Jeopardy! sparks outrage after claiming that Bethlehem is not in Palestine

United States (QNN)- Popular American game show Jeopardy! has sparked outrage on Friday after a contestant was told she had the wrong answer after identifying Jesus’s place of birth, the Church of Nativity in Bethlehem, as being in Palestine.
The incident took place in round one of the game broadcast on Friday, when contestant Katie Needle was given the clue: “Built in the 300s A.D., the Church of the Nativity”, under the category “Where’s that Church?”.
Needle responded it was in Palestine but was told her answer was wrong.
Another contestant mistakenly said that the Church of the Nativity, the site in Bethlehem believed by Christians to be the birthplace of Jesus, was in ‘Israel’, but was awarded $200 for what millions of viewers were told was the right answer.
So @Jeopardy decided it’s the new Skyes-Picot and can just rename countries on a whim. #Palestine #BethlehemIsInPalestine @AmerZahr pic.twitter.com/OY1QkDUebP
— Chris Whitman (@ChrisWhitman11) January 11, 2020
Compounding the confusion, when the show returned from the break, Needle’s score had been adjusted to return the $200 she had been penalized for a wrong answer, but the money had not been taken away from the contestant who said the church was in ‘Israel’, Jack McGuire.

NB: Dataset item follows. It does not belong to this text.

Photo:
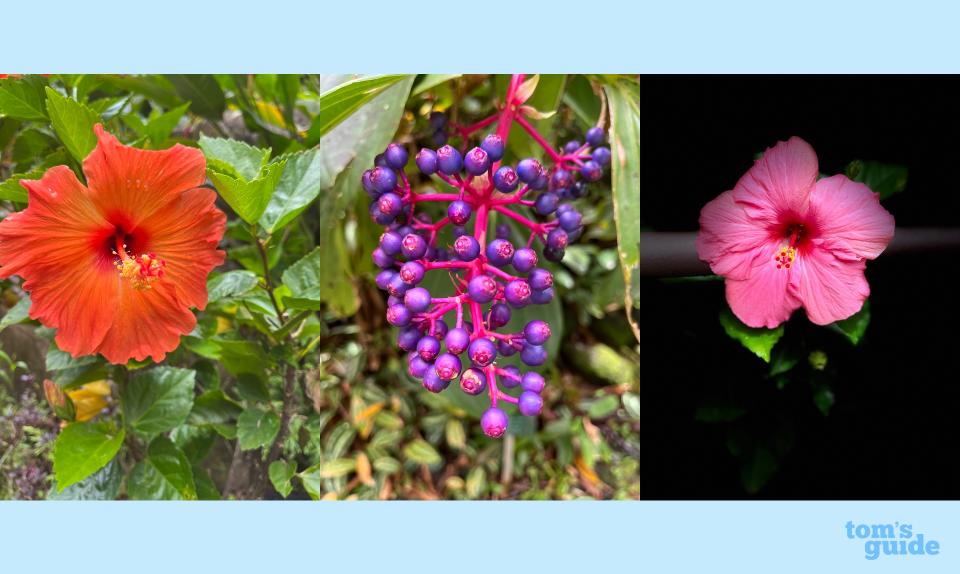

The show’s host, Alex Trebek, did not explain the change in scores or offer an on-air correction, as he had earlier in the show when the judges decided after the fact that another answer had mistakenly been judged correct.
The Church of Nativity, a World Heritage Site, is located in Bethlehem in the occupied West Bank, which is internationally recognised as part of Palestine and literally walled off from ‘Israel’ by a massive concrete barrier, topped with watchtowers, constructed by the Israeli military.
According to the United Nations Educational, Scientific and Cultural Organization, which admitted Palestine as a member state in 2011, and added the Church of the Nativity to its list of World Heritage sites the following year, the site is in Palestine.
The occupation state occupied the West Bank and East Jerusalem in the 1967 War, in a move the international community never recognised.
The Intercept reported that although the producers of “Jeopardy!” initially refused to comment, a witness who was in the studio for the taping last fall told The Newspaper that they appeared to be aware that they had made a mistake almost immediately. According to the source, who asked not to be identified for fear of violating a promise to keep the results of the prerecorded contest secret, audience members sensed that something was wrong when the show’s producers and writers clustered around Trebek during an extended pause in the taping at that stage.
After intense discussions, the host, whose mic remained on, could be heard saying in a low voice to the producers, “You’re going to have to explain it to them,” apparently instructing the staff to talk to the contestants. When the show’s staff did then address the contestants, a decision seemed to have been made to eliminate the question and both answers from the show, because the scores were reset to what they were before the question, and a new question was recorded in its place.
Needle, who visited Bethlehem last year, on Friday wrote on Twitter: “Palestine should be free.”
Thanks! Palestine should be free 🇵🇸
— Katie Needle 🌹 (@katieee817) January 11, 2020
Sony Pictures Television, producer of Jeopardy!, admitted the mistake and clarified that an uncorrected version of the game was broadcast due to a “human error” in post-production.
“We regret the error and we will make every effort to ensure this never happens again,” it said in a statement released on Monday.